BI3EG7-Evolutionary Genetics and Phylogeny

Module Provider: School of Biological Sciences
Number of credits: 10 [5 ECTS credits]
Terms in which taught: Autumn term module
Pre-requisites: BI1EAD1 Introduction to Evolutionary Processes
Non-modular pre-requisites:
Modules excluded:
Current from: 2018/9

Module Convenor: Dr Louise Johnson


Type of module:

Summary module description:

BI3EG7: Evolutionary Genetics and Phylogeny

Students on this course will be introduced to ideas about the selfish genetic and adaptive forces that shape the evolution of genes and genomes. They will study topics and current controversies in evolution and phylogeny and apply their specialist knowledge and develop critical thinking skills. Practical work associated with the course will give students experience in constructing phylogenetic trees and, throughout the course, students will learn to interpret trees to answer questions about evolution.

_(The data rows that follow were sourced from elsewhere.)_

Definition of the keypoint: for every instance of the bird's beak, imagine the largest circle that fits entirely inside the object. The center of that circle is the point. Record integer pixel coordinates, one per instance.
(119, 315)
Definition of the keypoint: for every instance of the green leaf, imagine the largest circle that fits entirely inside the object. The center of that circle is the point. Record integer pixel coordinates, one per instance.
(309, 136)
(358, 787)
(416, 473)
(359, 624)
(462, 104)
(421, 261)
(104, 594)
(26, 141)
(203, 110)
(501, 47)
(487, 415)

Assessable learning outcomes:
•Knowledge of the evolutionary forces that shape genomes
•Knowledge of how phylogenetic trees have helped to understand fundamental questions of biological evolution
•Ability to interpret phylogenies
•Awareness of current controversies in the field

Additional outcomes:
Students will develop their presentation and communication skills, and gain experience in critical analysis of the peer-reviewed primary scientific literature.

Outline content:
This course will give an introduction to phylogenetics (what phylogenies are, how they are constructed, and what they are used for) and then move on to consider topics in evolutionary genetics, especially those that can be investigated using phylogenies. Topics covered include sequence analysis and methods of detecting natural selection, transposable elements and other genomic parasites, the evolution of the genetic code, the evolution of novelty, the evolution of cancer, the evolution of HIV and the evolution of non-genetic replicators including language.

Brief description of teaching and learning methods:
The course is arranged around weekly lectures, each followed by a seminar, practical exercise or student-led seminar based on controversies in the recent peer-reviewed scientific literature. Students are encouraged to contribute to lectures via questions and answers. There is also a practical covering the basic concepts of phylogeny construction.

Contact hours:
  Autumn Spring Summer
Lectures 10
Seminars 8
Practicals classes and workshops 2
Guided independent study 80
Total hours by term 100.00
Total hours for module 100.00

Summative Assessment Methods:
Method Percentage
Written exam 75
Oral assessment and presentation 25

Summative assessment- Examinations:
Two hour paper

Summative assessment- Coursework and in-class tests:

Small group presentation on current controversies in evolution or genetics (25%).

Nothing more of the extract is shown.